For Seattle firm Olson Kundig Architects, the idea for a product line—designed by and named for its principal and owner Tom Kundig, FAIA—came from local fabrication partner 12th Avenue Iron. The resulting collection (shown above) of industrial-chic hardware, a collaboration between the firms, debuted in 2012 and recently expanded to include lighting. Such work might not be right for every firm, however. “It’s not necessarily [worth] doing a hardware line because everybody else is,” Kundig says. In other words, don’t do it just because you can.
Marmol Radziner, in Los Angeles, employs roughly an equal number of architects as carpentry finishers, lathers, painters, and concrete and metal workers in its shop to accommodate the design and fabrication of its furniture and jewelry collections. But the workflow initially took some getting used to. “With building out cabinetry for a home, we know probably eight months in advance when we’re going to need to be producing those cabinets,” says principal Ron Radziner, FAIA. “With furniture, the order just comes in and we’ve [maybe] got eight weeks, so we have to be a little more flexible.”
Production doesn’t always need to happen in-house. HOK Product Design partners with manufacturers to conceptualize and then produce the product or system. Its most successful piece yet—Gather, a seating system for collaborative work (shown below)—was realized with furniture maker Allsteel, for example. The manufacturing partners hold inventory, since many of HOK’s pieces are sold in the thousands.
Going to Market
Capturing revenue from product design differs from the typical mode of billable hours. For example, when pricing their products, firms should consider the cost of materials and design complexity. When Marmol Radziner adapts a one-off piece for the commercial market, it might remove or reduce detailing, or switch materials to manage cost. “There is a simplification to make sure that we can sell at our wholesale prices to a showroom at a number that they can then add their overhead to,” Radziner says.

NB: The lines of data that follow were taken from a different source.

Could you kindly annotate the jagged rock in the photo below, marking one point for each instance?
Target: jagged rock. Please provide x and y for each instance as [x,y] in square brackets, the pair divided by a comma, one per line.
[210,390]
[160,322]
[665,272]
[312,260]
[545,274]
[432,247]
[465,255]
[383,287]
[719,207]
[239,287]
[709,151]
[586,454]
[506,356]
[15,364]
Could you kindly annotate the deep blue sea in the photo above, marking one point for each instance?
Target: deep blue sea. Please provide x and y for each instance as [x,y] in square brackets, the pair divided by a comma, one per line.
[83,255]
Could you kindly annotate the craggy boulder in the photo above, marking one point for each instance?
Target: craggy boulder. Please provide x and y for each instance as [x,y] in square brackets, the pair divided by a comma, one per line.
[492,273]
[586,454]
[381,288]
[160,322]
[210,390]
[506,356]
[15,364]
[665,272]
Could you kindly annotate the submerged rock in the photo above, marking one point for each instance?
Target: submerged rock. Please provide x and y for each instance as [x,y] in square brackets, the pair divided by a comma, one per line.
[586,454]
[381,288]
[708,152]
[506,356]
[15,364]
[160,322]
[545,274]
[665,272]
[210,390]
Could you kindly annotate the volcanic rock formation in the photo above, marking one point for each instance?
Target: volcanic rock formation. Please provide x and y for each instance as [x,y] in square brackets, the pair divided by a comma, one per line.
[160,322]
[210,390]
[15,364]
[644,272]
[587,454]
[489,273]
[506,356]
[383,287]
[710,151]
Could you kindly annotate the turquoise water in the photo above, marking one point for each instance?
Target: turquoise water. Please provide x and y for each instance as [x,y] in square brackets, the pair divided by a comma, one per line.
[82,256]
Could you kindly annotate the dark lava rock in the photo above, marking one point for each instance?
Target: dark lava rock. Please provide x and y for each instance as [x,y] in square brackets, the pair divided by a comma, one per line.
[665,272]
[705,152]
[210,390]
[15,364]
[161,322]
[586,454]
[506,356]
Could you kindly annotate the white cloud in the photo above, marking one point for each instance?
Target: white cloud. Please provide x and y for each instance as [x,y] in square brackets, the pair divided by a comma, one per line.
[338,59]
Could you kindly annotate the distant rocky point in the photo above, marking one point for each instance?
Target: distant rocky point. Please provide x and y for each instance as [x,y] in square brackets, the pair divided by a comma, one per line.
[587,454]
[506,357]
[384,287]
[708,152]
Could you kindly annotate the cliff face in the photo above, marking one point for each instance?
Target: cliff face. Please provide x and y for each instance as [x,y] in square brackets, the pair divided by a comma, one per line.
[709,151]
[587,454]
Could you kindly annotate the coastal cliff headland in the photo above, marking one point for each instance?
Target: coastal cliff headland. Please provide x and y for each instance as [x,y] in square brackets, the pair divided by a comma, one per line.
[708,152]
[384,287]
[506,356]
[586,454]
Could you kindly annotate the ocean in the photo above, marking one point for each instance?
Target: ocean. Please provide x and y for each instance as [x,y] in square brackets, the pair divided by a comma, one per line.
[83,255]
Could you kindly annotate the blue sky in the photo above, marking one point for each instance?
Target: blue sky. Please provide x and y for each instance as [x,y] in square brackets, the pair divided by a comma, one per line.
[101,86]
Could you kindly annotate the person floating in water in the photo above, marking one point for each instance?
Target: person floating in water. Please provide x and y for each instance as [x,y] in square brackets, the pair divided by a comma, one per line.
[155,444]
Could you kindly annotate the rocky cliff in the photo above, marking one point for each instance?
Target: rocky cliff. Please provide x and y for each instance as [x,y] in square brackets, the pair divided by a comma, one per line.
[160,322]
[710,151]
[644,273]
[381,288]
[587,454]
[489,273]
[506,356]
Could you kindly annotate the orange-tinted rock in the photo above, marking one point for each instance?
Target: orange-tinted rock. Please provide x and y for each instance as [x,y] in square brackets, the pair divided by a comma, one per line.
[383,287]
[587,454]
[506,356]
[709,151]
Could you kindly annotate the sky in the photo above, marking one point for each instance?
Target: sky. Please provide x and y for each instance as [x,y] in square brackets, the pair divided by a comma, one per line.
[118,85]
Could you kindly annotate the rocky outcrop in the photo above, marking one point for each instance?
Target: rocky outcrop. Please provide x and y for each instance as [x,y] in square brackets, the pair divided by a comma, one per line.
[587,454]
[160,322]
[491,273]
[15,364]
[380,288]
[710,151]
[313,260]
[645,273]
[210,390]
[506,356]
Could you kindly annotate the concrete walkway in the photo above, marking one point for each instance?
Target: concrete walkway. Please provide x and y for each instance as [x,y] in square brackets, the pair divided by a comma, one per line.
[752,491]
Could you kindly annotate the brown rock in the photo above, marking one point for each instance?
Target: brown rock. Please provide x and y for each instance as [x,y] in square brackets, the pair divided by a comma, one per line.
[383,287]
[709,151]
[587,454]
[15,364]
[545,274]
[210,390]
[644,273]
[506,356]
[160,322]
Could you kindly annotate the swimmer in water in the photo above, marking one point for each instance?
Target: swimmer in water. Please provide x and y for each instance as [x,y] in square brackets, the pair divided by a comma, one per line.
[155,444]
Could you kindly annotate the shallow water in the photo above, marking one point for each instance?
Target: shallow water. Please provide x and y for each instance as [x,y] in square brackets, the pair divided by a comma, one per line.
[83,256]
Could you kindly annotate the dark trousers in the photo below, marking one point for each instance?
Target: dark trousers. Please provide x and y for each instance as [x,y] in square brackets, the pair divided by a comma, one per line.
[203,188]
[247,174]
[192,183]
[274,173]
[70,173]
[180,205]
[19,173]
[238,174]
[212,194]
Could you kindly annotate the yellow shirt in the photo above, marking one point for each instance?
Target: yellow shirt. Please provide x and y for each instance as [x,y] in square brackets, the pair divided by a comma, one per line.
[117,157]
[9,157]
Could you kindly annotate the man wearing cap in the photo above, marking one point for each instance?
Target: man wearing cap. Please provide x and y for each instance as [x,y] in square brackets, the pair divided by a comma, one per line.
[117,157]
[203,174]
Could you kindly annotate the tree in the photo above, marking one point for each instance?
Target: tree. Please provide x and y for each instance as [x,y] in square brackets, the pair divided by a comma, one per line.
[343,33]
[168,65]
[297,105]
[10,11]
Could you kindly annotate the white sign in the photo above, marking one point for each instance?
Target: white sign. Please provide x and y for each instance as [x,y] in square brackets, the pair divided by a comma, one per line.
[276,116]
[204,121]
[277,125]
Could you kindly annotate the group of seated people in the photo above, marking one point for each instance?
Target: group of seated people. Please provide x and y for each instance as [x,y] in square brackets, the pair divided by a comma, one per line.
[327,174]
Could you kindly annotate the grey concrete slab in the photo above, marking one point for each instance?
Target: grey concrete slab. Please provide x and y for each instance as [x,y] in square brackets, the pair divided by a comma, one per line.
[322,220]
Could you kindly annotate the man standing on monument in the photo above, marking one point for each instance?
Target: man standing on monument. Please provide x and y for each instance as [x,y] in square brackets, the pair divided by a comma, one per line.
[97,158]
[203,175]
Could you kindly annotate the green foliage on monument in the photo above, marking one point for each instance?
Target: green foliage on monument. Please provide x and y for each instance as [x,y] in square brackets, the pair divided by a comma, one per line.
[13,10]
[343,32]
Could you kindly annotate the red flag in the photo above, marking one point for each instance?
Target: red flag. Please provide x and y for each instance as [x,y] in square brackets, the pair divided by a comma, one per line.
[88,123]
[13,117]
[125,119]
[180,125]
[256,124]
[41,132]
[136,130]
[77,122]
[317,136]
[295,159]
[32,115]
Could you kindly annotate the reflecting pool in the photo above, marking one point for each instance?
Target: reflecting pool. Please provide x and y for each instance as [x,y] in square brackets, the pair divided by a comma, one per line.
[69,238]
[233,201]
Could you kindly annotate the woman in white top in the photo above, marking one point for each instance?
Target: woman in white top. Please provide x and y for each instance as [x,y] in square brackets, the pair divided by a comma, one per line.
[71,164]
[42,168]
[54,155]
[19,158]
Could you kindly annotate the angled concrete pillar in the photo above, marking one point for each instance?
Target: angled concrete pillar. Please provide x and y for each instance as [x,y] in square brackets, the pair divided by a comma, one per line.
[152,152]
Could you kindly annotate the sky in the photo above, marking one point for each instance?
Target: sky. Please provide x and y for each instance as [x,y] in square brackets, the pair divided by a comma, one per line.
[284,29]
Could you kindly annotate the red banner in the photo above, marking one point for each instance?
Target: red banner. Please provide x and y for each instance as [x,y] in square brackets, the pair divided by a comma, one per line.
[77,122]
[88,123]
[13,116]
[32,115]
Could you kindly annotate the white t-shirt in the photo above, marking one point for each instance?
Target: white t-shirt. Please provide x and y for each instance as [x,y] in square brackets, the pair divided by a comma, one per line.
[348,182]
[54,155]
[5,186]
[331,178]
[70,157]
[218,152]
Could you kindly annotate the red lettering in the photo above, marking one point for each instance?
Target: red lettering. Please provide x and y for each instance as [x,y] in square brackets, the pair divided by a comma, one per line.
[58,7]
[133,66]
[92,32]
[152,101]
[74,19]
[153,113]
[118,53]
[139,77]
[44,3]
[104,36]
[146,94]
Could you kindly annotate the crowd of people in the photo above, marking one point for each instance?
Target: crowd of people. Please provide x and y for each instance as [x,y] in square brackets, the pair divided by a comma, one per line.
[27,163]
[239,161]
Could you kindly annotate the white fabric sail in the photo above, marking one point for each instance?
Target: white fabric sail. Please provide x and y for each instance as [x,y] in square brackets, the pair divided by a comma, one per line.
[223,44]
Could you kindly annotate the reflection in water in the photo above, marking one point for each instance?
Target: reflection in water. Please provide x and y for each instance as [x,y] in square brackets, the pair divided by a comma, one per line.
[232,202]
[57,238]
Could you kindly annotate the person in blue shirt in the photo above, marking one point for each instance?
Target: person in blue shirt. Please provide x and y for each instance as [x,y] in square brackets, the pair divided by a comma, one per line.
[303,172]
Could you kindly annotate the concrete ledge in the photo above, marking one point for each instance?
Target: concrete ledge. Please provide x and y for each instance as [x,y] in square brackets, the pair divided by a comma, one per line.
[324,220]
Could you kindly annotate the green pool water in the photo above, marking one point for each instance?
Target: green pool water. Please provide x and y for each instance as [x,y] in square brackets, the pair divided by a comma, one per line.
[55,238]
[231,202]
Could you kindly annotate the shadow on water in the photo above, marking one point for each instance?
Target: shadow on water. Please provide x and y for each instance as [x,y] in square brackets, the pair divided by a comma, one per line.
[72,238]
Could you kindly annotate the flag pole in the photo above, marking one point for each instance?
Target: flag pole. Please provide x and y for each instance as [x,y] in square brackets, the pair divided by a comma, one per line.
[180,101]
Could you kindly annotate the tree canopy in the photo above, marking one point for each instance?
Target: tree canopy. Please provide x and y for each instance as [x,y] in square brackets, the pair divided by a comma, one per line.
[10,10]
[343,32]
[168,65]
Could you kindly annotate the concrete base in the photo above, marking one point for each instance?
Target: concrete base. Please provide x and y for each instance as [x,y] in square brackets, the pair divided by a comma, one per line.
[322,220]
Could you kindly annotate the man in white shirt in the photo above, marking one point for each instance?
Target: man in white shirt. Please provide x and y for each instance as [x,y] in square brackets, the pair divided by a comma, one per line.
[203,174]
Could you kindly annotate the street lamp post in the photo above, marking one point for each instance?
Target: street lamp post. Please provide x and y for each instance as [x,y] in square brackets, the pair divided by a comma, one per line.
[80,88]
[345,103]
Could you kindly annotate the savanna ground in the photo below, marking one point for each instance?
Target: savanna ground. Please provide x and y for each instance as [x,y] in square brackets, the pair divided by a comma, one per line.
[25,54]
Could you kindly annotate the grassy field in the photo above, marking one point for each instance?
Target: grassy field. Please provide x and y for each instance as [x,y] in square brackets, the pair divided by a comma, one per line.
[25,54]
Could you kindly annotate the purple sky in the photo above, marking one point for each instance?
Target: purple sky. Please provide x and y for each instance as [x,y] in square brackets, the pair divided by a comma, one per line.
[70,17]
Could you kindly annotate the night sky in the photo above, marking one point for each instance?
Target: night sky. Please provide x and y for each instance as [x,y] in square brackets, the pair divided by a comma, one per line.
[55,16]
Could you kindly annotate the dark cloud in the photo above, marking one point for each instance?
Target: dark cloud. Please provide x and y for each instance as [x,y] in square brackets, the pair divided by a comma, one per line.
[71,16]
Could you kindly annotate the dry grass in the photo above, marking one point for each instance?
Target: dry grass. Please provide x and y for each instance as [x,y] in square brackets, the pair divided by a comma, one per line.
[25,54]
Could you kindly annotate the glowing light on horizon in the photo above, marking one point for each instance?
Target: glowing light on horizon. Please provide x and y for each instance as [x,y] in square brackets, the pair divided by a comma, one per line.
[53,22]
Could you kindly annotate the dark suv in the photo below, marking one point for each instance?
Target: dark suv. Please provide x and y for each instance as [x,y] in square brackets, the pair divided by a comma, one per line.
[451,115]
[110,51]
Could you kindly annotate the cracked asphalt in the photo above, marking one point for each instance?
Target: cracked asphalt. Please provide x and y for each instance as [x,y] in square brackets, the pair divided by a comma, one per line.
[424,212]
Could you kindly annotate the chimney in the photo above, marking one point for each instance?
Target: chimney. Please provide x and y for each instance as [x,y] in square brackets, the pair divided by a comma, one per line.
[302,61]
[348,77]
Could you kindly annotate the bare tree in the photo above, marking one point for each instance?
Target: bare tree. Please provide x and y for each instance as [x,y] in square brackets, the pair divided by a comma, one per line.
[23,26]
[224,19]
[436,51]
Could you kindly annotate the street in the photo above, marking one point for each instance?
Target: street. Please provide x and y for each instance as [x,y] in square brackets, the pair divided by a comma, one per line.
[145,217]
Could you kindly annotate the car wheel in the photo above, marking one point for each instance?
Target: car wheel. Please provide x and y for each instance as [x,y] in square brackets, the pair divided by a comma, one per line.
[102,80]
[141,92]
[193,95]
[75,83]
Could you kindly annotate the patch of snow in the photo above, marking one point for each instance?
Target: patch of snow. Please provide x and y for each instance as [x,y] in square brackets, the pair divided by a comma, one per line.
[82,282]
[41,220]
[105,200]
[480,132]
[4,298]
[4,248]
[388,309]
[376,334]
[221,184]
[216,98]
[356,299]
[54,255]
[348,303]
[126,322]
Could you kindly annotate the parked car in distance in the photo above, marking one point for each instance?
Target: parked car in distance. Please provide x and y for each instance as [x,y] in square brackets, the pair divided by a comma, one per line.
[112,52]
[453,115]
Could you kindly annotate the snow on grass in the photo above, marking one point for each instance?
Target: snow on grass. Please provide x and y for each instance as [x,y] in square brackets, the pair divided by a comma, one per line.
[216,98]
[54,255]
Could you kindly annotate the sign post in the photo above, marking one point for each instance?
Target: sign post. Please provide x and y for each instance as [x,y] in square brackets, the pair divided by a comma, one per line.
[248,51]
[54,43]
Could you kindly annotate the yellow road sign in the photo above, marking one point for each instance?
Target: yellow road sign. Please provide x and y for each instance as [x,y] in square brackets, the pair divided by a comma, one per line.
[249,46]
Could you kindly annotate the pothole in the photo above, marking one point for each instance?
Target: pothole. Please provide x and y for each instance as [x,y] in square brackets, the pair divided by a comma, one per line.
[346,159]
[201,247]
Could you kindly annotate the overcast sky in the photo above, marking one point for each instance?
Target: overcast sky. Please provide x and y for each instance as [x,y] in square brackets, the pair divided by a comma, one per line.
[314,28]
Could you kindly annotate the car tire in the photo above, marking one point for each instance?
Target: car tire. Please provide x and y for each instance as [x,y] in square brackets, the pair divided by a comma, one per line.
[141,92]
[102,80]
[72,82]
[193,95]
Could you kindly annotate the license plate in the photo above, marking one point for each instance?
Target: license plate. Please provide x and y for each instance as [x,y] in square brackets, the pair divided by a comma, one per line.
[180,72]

Competitive pricing is critical for Olson Kundig as well. “We’re not making a tremendous profit,” Kundig says. To maximize efficiency, the firm uses its architectural staff for its product-design services. HOK Product Design, meanwhile, takes advantage of its network of designers in fields from healthcare to aviation to source ideas and work with industrial designers and creative directors to bring them to life.
Promoting a firm’s product-design arm independently of its architectural services is important, too. While Marmol Radziner shares clients between product design and architecture, it also uses social media and online marketing to drive sales. And HOK Product Design relies on its manufacturing partners for production, distribution, and marketing since the networks are already in place.
Olson Kundig shows new products annually at the ICFF trade show in New York, and it also employs email newsletters and social media to market the pieces. “It’s not rocket science for us to imagine how a piece of hardware, an object, or an accessory works and how it’s used,” Kundig says, and then communicate that to the market.